Analytical calculation of multivariate integrals can become quite complex, especially when the domain of integration is not axis aligned (for instance if we want to know the volume under the function in the domain \(x^2+y^2<1\)).

In this introductory course we (fortunately) do not need to analytically calculate these integrals and we leave that subject to another course (and Mathematica and mathematicians…).

1.3.5. Symbolic Math Computations

Computer scientists are (in most cases) no mathematicians. So doing a lot of tedious, error prone math (be it calculus, linear algebra or any other branch) is not our joy in life. Fortunately there are symbolic math programs to solve most of our day to day needs.

There are many great programs for symbolic math. Mathematica is perhaps the best known. Mathematicians themselves tend to use Maple more in my perception.
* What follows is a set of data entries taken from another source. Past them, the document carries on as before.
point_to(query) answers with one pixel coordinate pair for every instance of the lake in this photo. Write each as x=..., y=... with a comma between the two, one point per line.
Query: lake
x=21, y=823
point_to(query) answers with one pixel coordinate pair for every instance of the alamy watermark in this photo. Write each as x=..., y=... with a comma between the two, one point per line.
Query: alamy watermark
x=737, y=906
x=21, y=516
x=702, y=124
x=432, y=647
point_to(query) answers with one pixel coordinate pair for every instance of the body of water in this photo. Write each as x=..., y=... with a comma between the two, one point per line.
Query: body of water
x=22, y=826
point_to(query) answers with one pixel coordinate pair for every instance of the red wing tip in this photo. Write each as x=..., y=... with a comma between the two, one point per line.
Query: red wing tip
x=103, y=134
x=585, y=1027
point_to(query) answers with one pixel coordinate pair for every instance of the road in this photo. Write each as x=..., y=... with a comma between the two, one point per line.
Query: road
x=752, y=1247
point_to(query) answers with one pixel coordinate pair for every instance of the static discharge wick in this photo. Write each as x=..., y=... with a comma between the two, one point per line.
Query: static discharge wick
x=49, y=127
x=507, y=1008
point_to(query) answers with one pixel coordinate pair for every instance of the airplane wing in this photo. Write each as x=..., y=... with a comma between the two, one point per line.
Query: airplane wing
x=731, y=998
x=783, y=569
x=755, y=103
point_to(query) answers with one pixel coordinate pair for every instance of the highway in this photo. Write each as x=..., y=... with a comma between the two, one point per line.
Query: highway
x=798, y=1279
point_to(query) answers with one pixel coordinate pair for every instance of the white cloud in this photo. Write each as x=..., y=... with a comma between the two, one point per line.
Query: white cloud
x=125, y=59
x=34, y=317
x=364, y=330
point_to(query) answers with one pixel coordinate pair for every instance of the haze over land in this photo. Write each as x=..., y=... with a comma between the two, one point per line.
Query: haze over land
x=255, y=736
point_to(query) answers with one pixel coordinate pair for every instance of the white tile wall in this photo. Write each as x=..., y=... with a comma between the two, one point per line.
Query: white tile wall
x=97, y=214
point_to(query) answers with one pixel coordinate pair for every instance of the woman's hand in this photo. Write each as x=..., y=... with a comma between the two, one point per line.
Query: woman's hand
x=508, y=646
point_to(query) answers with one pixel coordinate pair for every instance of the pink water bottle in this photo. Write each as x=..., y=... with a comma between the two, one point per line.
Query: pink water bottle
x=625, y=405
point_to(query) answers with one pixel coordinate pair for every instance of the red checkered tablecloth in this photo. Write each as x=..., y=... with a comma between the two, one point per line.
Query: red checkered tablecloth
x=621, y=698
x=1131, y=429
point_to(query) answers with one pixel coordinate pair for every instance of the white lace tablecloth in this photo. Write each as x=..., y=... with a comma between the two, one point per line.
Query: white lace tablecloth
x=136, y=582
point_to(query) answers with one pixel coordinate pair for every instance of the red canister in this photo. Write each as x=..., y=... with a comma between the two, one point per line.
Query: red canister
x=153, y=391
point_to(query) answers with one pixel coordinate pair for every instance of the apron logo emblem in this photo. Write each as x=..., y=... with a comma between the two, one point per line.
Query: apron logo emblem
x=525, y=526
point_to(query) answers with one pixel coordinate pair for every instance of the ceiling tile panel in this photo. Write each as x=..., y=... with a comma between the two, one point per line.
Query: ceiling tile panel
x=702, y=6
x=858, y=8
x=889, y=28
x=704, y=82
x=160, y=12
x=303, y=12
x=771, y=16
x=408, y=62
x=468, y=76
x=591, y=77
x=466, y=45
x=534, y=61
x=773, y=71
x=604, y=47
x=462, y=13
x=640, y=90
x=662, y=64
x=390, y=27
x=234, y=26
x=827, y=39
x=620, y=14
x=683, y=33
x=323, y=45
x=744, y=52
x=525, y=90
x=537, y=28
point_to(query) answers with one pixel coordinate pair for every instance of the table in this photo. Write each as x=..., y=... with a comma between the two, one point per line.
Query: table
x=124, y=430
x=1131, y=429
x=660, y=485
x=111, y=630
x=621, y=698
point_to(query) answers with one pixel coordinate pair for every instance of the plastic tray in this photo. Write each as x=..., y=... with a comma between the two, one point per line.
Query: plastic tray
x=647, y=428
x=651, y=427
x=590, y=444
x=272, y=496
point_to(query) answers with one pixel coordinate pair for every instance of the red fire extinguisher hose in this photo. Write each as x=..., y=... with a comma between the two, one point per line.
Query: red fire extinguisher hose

Other symbolic math programs do exist.

Here we will use SymPy that is an extension for Python to deal with some simple symbolic math.

from sympy import Symbol, diff, exp, simplify, init_printing, latex

init_printing()
x = Symbol("x"); y = Symbol("y"); a = Symbol("a");
f = x**2+y
print(f)
print(diff(f, x))
print(diff(f, y))
print(diff(f, x, 2))
f = exp(-a*(x**2+y**2));
print(f)
print(diff(f,x,1))
print(diff(f,y,1))
print(simplify(diff(f,x,2)))
print(simplify(diff(f,x,1,y,1)))
print(simplify(diff(f,y,2)))

x**2 + y
2*x
1
2
exp(-a*(x**2 + y**2))
-2*a*x*exp(-a*(x**2 + y**2))
-2*a*y*exp(-a*(x**2 + y**2))
2*a*(2*a*x**2 - 1)*exp(-a*(x**2 + y**2))
4*a**2*x*y*exp(-a*(x**2 + y**2))
2*a*(2*a*y**2 - 1)*exp(-a*(x**2 + y**2))

1.3.6. Exercises

In a previous section we have looked at the function

\[f(x,y) = x\cos(a x + by) + y\sin(a x + by)\]

and given its first order partial derivative with respect to \(x\), i.e. \(\partial_x f\).

Also calculate \(\partial_y f\), \(\partial_{xx} f\), \(\partial_{xy} f\) and \(\partial_{yy} f\)
Calculate all partial derivatives up to order 2 of the functions:

\[\begin{split}f(x,y) &= \exp\left( - a(x^2+y^2) \right)\\ g(x,y) &= \cos(a x + b y)\end{split}\]

i.e. calculate \(f_x=\partial_x f\), \(f_y\), \(f_{xx}\), \(f_{xy}\) and \(f_{yy}\) and the same derivatives but then for the function \(g\).
Given:

\[g(x,y,s) = \frac{1}{2\pi s^2}\exp\left( -\frac{x^2+y^2}{2s^2} \right)\]

calculate \(g_s = \partial_s g = \frac{\partial g}{\partial s}\).